E167: Nuclear Rockets, AI Agents & Science Hype | RealClear Science’s Ross Pomeroy
Description
Steven Ross Pomeroy, Chief Editor of RealClearScience, joins the podcast to discuss NASA’s abandoned nuclear propulsion programs, the future of AI and white-collar work, the rise of “scienceploitation,” and how information overload is reshaping human cognition.
GUEST BIO:
Steven Ross Pomeroy is a science writer and Chief Editor of RealClearScience. He writes frequently for Big Think, covering space exploration, neuroscience, AI, and science communication.
TOPICS DISCUSSED:
- NASA’s nuclear propulsion program (1960s–1970s)

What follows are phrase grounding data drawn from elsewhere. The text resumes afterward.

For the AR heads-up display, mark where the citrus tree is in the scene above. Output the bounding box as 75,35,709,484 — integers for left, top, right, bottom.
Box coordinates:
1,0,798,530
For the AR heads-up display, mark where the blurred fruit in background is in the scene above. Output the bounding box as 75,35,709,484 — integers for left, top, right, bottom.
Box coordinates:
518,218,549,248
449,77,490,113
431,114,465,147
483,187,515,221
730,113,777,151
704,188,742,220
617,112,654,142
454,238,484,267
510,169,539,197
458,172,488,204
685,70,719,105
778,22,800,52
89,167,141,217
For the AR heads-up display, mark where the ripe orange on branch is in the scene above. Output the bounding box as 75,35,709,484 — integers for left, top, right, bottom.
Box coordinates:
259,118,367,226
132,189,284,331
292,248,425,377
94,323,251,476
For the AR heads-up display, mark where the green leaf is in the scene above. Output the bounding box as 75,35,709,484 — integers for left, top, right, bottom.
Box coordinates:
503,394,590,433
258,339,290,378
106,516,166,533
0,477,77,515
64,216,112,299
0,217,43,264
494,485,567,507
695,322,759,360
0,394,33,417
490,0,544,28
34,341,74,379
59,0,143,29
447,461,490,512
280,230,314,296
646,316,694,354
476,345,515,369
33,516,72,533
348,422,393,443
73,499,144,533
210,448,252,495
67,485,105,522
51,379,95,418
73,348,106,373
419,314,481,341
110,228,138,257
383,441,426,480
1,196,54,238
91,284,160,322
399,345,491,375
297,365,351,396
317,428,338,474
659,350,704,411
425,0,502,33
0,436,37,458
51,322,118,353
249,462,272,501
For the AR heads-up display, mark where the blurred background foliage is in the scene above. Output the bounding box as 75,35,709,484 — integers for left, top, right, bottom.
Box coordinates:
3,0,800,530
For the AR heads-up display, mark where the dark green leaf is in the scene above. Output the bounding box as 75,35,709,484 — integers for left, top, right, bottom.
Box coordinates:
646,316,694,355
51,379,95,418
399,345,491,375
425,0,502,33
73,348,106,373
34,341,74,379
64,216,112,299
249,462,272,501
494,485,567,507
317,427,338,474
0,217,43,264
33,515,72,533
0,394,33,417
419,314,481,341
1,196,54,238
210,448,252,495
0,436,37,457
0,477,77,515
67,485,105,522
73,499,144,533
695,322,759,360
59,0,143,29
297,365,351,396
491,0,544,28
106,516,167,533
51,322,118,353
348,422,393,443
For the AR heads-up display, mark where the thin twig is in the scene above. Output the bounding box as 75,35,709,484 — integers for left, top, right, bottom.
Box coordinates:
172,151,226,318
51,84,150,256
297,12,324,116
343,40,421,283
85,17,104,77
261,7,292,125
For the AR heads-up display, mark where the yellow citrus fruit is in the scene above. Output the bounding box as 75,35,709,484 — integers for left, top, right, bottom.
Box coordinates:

- Why nuclear rockets were abandoned
- Differences between chemical, nuclear thermal, and nuclear electric propulsion
- Using the Moon as a launch hub
- Moon-landing skepticism & conspiracy thinking
- The future of space mining
- AI adoption trends & hidden usage
- Agentic AI vs chatbots
- Job displacement: white-collar vulnerability
- Higher ed, skills, and career advice
- “Scienceploitation” and how marketing hijacks scientific language
- Immune-system myths & quantum woo
- Information overload and Google/AI-driven forgetting
- Critical thinking in the AI era
- The myth of speed reading
- How vocabulary and deep engagement improve comprehension
MAIN POINTS:
- NASA had functional nuclear-rocket tech in the 1960s, but political priorities, budget cuts, and waning public interest ended the program.
- Nuclear thermal rockets are ~2x as efficient as chemical rockets; nuclear electric propulsion could unlock deep-space exploration and mining.
- Space mining is technologically plausible, but its economic impact (like crashing gold prices) creates new problems.
- AI adoption is much higher than official numbers—many workers use it quietly and off the books.
- Companies see low ROI today because they’re using simple chatbots, not advanced “agentic” systems that can take multi-step actions.
- White-collar jobs — not blue collar — are being automated first.
- Scienceploitation hijacks scientific buzzwords (“quantum,” “immune-boosting,” “natural”) to sell products with no evidence.
- We process 74 GB of information per day, roughly a lifetime’s worth for a well-educated person 500 years ago.
- Speed reading works only by sacrificing retention; the real way to read faster is to build vocabulary and deep attention.
- Skepticism, not cynicism, is the core skill we need in the AI-mediated media environment.
TOP 3 QUOTES:
- “It would’ve been harder to fake the moon landing than to actually land on the moon.”
- “Companies aren’t getting ROI from AI because they’re only using chatbots. The real returns come from agentic AI — and that wave is just beginning.”
- “We now process 74 gigabytes of information a day. Five hundred years ago, that was a lifetime’s worth for a highly educated person.”